I knew at that very moment that this was real. The family came. I gowned him up (in the beginning, you could say goodbye). He was one " lucky " to say goodbye to their loved ones. I left the patient's room, and it hit me; that moment I spoke of earlier when I broke down. I gasped from hyperventilation as I Sobbed my eyes out in the bathroom. I wiped away my tears, splashed water on my face, and shook off my grief. Until today, words can never describe the heartache that is stuffed deep inside my soul. I still never regret being a nurse or being that last face for those that felt alone and scared.

The second wave came, and the hallways in the hospital were silently filled with despair. My shoulders were heavy, and we all walked slower. There was no time to breathe. We barely caught a breath or had a moment to hug our loved ones; we feared the worse as we went to work every day. People were cooped up, isolated, and desired human connections. So, I thought long and hard and decided to stay home with my loved ones during the holidays. There were so many opinions surrounding the holidays and human interactions. People were angry as the numbers began to rise at the hospital again. Our PPE was still depleted and our psyche partially deranged, so we had to pull through it again. I did not think I could do it all over again. My second cry occurred at work. In the bitch box or confession box, a.k.a med room, I cried in fear of the future. I hugged my coworker, squeezed them tightly, and wiped away my tears (they were the only other person besides my partner I hugged throughout the pandemic). I survived as others struggled to retake their last breath. I immersed myself in articles regarding the human need for connections. Instead of stomping my feet and pointing blame, I strived to understand the second surge of COVID-19. Again, it is COVID-19 that took the lives of so many. I did not blame myself. I continued to be that nurse that understood and cared. 

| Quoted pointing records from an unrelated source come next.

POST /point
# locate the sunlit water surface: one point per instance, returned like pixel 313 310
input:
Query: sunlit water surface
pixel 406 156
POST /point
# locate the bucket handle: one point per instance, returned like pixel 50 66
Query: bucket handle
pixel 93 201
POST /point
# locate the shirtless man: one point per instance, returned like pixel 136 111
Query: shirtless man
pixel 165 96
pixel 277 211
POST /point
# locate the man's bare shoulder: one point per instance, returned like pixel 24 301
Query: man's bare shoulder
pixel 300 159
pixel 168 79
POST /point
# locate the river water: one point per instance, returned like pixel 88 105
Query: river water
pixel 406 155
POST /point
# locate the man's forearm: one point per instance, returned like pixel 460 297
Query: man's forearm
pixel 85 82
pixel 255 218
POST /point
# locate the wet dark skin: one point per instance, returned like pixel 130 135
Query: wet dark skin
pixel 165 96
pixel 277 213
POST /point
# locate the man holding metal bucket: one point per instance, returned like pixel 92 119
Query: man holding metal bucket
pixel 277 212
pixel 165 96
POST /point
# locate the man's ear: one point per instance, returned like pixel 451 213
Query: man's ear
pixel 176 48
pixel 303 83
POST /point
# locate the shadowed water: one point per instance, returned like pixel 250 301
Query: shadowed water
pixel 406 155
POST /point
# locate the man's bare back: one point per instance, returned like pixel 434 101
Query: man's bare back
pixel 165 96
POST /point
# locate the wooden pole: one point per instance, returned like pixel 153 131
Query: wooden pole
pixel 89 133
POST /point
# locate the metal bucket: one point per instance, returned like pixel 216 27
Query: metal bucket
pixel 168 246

The present-day still lingers with so much unknown in the face of COVID-19. Currently, the Centers for Disease Control released recommendations for Massachusetts, including fully vaccinated people, to wear face masks in public and indoor settings under certain conditions. You may be angry. You may be sad or just plain old fed-up. But underneath it all, there lies fear. Take one person's sense of control, and everything becomes out of control.

Now, do not go thinking I am some Mother Teresa or on some high horse. God knows I am far from that! I was balancing graduate school and the stress of a pandemic, all while balancing my health needs. It was never easy, but I never gave up. It was never easy for everyone. I knew that we were all part of this tragedy together despite it all. Everyone has a story. This is my story.